Halle-Neustadt im Winter 1975, fotografiert vom Münchner Thomas Hoepker:
Vier wuchtige 19-stöckige Betonblöcke füllen fast das ganze Schwarz-Weiß-Bild. Die Herrschaft des rechten Winkels in Serienbauten: Sozialistischer Modernismus, kommunistische Einheitsarchitektur. Winter-Kälte, Beton-Kälte, Herzenskälte. Die Blöcke könnten genauso gut / schlecht in Sibirien stehen. Rechts oben auf dem Bild bleibt ein kleines Stück akkurat gezackter Himmel übrig, unten eine schneeweiße Straßenflucht. Ein hoher düsterer Laternenpfahl, der seine Lampe außerhalb des Bildausschnittes versteckt, zieht sich wie durch ein stumpfes Skalpell gezeichnet vertikal durch die fein komponierte Fotografie, links davon im Vordergrund ein Schaukasten mit einem Propagandaplakat, das nichts als den dunkel bebrillten Staatsratsvorsitzenden, Verwalter des Unrechtsstaates von sowjetischen Gnaden, lächelnd zeigt.
Echte Menschen sind auf dem Bild ebensowenig wie Bäume zu sehen. Kein Anzeichen von Leben also – dafür viele Zeichen planmäßiger und erdrückender staatlicher Allgewalt. Wir schauen auf ein Sinnbild dieser sogenannten DDR – die, wie die Bild-Zeitung einst richtig titelte, weder deutsch noch demokratisch noch eine Republik war.

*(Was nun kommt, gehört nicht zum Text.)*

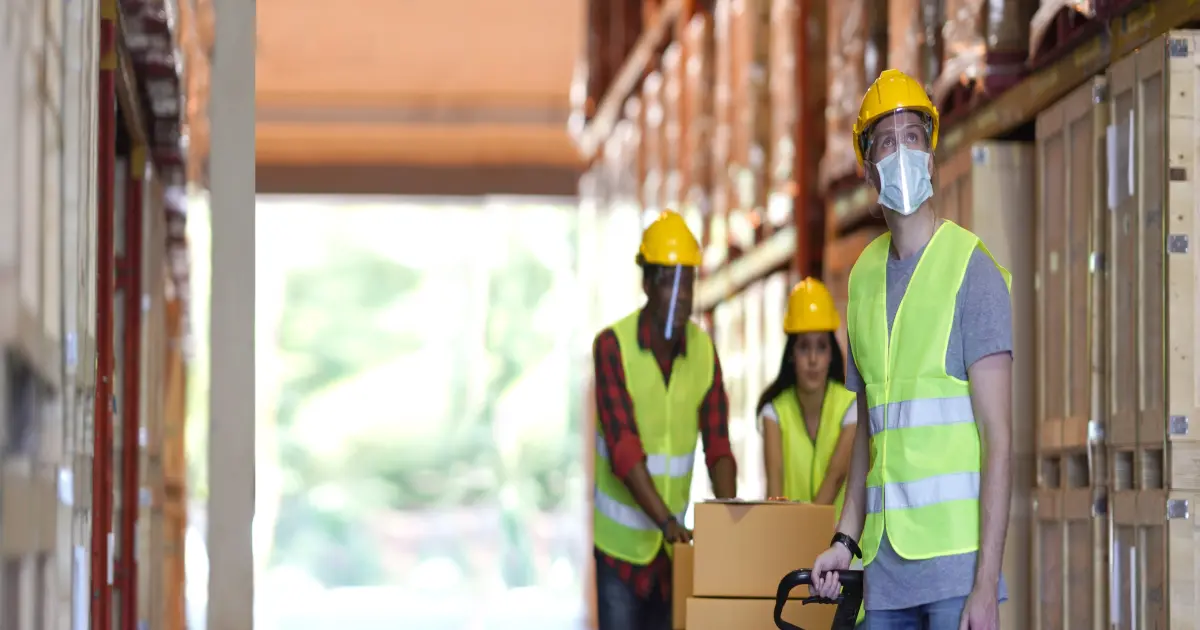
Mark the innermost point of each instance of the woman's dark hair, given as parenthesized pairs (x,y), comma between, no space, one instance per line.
(786,377)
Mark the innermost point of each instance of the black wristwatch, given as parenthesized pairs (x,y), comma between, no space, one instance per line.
(849,543)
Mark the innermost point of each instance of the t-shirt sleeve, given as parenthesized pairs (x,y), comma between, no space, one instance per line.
(987,311)
(768,413)
(853,379)
(851,417)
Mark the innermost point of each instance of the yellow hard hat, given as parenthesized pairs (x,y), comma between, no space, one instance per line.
(810,309)
(667,241)
(893,90)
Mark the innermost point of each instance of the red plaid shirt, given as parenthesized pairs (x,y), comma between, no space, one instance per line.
(615,414)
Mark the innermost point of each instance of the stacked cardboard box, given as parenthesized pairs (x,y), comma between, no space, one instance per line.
(742,550)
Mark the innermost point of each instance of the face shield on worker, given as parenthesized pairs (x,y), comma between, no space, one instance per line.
(895,136)
(669,256)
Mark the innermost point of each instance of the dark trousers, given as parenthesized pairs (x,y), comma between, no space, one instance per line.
(619,609)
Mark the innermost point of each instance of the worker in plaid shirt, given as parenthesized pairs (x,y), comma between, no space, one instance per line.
(658,389)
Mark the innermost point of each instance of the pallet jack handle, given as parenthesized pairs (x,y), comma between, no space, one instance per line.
(849,601)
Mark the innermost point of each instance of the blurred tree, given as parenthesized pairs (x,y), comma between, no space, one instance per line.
(331,324)
(331,328)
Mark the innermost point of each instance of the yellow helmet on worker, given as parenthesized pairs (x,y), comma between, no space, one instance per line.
(669,241)
(893,91)
(810,309)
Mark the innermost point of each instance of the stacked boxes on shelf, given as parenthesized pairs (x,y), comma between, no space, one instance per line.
(672,127)
(46,310)
(988,187)
(1071,515)
(696,157)
(653,154)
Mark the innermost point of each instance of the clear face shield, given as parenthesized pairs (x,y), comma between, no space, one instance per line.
(672,289)
(897,149)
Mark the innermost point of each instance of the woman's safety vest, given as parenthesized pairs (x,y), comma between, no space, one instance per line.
(669,424)
(925,453)
(805,462)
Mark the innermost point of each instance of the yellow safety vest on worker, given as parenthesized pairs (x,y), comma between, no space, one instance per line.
(669,425)
(805,462)
(925,450)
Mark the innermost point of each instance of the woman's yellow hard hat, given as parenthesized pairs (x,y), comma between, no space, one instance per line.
(893,91)
(810,309)
(667,241)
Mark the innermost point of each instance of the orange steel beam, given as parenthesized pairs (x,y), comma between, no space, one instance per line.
(131,382)
(102,435)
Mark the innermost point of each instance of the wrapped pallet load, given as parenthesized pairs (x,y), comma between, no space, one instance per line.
(717,252)
(846,84)
(985,43)
(784,103)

Hoepkers Bild hat die fürchterliche Essenz von Halle-Neustadt eingefangen, zeigt die sozialistische Utopie als real-existierende Kakotopie, schlechten Ort: menschenleer, seelenlos, verdammt.
Planstadt Halle-Neustadt, auch bekannt als HaNeu – wie Hanoi.
Halle (Saale) – Hölle (Saale).
Was Hoepkers Foto beweist? Die Hölle ist nicht immer heiß.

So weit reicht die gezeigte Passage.